Hereditary - Le radici del male
L'esordiente Ari Aster porta l'incubo della quotidianità famigliare in un horror psicologico solido e perturbante.
Pare estremamente semplice, oggi, nel bel mezzo di una stagione estiva notoriamente carica di uscite horror discutibili, cadere preda di facili sensazionalismi. Eppure, guardando Hereditary, acclamata opera prima del regista statunitense Ari Aster, sarebbe difficile non ammettere di trovarsi di fronte a un prodotto sicuramente al di sopra della media del genere.
Perché, se la vicenda tormentata dei Graham, tra nevrosi, misteri e lutti improvvisi, fa pensare al più classico degli horror a sfondo famigliare, è nei tempi, nei modi e nella costruzione di un orrore sempre più tremendo che il film, presentato in anteprima al Sundance Film Festival, trova la sua più perturbante originalità. Il lutto è infatti solo l’ultimo dei problemi per i membri di questa famiglia, vittime, loro malgrado, di una lentissima discesa dentro un orrore che sa di follia, complotti e settarismo, e di un soprannaturale tirato fuori con la forza, tra mille dubbi, scetticismi e paranoie.
Come i plastici e i modellini del mondo in miniatura che costruisce, ai limiti dell’ossessione, la madre Annie (Toni Collette), svelando, pezzo dopo pezzo, inquietanti tasselli di un passato pieno di ombre, i Graham non sono che pupazzi in balia di forze ben più grandi di loro, vittime di un’eredità e di una predestinazione che diventa manipolazione e da cui pare impossibile fuggire.
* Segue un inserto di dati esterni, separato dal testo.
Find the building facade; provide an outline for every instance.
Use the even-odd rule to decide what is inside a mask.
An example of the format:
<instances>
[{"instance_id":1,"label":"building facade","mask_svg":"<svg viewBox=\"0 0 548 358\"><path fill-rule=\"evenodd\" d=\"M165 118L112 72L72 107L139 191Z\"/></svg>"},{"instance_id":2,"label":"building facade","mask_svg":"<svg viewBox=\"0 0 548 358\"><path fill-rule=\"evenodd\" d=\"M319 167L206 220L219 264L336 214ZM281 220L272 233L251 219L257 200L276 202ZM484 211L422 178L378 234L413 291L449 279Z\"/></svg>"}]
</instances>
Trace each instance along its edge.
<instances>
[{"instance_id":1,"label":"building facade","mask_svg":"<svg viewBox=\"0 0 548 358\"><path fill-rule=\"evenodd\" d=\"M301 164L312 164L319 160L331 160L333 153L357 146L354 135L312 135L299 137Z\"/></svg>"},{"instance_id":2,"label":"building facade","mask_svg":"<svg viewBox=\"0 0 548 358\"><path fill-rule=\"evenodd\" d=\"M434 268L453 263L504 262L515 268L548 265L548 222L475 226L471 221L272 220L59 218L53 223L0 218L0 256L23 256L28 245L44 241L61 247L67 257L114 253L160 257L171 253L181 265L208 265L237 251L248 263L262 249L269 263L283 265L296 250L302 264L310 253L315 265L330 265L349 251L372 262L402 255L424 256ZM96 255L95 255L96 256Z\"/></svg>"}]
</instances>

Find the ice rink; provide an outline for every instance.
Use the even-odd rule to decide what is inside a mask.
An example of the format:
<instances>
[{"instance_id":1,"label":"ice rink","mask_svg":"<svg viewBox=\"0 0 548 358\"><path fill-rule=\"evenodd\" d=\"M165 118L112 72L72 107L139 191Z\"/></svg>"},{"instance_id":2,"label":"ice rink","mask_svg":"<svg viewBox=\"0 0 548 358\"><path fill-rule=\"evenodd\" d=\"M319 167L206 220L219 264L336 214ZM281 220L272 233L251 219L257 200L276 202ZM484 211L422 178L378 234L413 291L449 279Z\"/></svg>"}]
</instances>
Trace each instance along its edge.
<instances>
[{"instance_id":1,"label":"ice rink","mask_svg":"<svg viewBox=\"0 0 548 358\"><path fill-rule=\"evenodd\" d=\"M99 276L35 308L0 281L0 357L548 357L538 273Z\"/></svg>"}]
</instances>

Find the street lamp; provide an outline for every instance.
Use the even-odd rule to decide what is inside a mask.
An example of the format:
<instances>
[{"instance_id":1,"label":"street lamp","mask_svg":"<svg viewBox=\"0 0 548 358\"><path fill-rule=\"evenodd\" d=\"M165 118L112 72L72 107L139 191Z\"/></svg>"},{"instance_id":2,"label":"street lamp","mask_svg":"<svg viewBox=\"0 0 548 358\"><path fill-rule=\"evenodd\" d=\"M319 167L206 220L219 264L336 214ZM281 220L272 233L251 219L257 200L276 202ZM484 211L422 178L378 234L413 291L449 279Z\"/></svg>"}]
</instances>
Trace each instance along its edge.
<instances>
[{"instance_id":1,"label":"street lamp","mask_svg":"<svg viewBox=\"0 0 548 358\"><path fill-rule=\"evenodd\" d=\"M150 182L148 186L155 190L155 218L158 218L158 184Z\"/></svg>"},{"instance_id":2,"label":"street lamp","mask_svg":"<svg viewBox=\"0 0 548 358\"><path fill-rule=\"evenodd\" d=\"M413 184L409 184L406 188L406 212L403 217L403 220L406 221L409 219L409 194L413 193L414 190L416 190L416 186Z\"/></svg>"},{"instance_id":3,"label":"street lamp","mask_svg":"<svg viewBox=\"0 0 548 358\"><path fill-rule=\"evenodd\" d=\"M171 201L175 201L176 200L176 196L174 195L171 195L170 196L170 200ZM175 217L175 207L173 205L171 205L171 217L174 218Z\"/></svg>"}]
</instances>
Hereditary si trasforma così – in uno stravolgimento inaspettato che, a nemmeno un terzo dall’inizio del film, muta il corso degli eventi alla maniera dello Psycho di Hitchcock – in un horror psicologico che guarda inevitabilmente a classici come Rosemary’s Baby e L’esorcista ma che conserva in sé, forti, quelle dinamiche drammatiche e famigliari da cui è scaturito e ha preso piede. In questa ambiguità palpabile ed estenuante, tra kammerspiel e possessioni demoniache, allucinazioni e sedute spiritiche, Aster costruisce così, con tutta la calma e il tempo che ha a disposizione (127 minuti), la propria parabola di degenerazione famigliare (tema, tra l’altro, esplorato sin dai corti d’esordio), ridisegnando le regole di un horror non più fatto di atmosfere e jumpscare, ma scandagliato – con sorprendente padronanza tecnica ed espressiva – in ogni sua stortura e anomalia, in dettagli pronti a portare con sé il seme del dubbio e della più sconvolgente rovina.
Certo, declinare in chiave horror gli incubi del quotidiano e di un’istituzione come quella famigliare è pratica comune e diffusa da almeno mezzo secolo, così come insistere tanto sui toni dell’inquietudine e del perturbante, calcando (a volte troppo) la mano su uno stile spesso debordante e su una recitazione, a volte, eccessivamente sopra le righe, è cosa tipica per prodotti di questo tipo.
Eppure è innegabile il senso di disagio che un film come Hereditary, anche dopo la visione, si porta appresso, un disagio che parte dal non detto e passa per i suoi protagonisti (a parte l’ottima Toni Collette, l’inquietantissima Charlie di Milly Shapiro), fino a esplodere in un trionfo di dettagli e suggestioni che ne rappresentano – senza troppi sensazionalismi – la forza più intima e originale.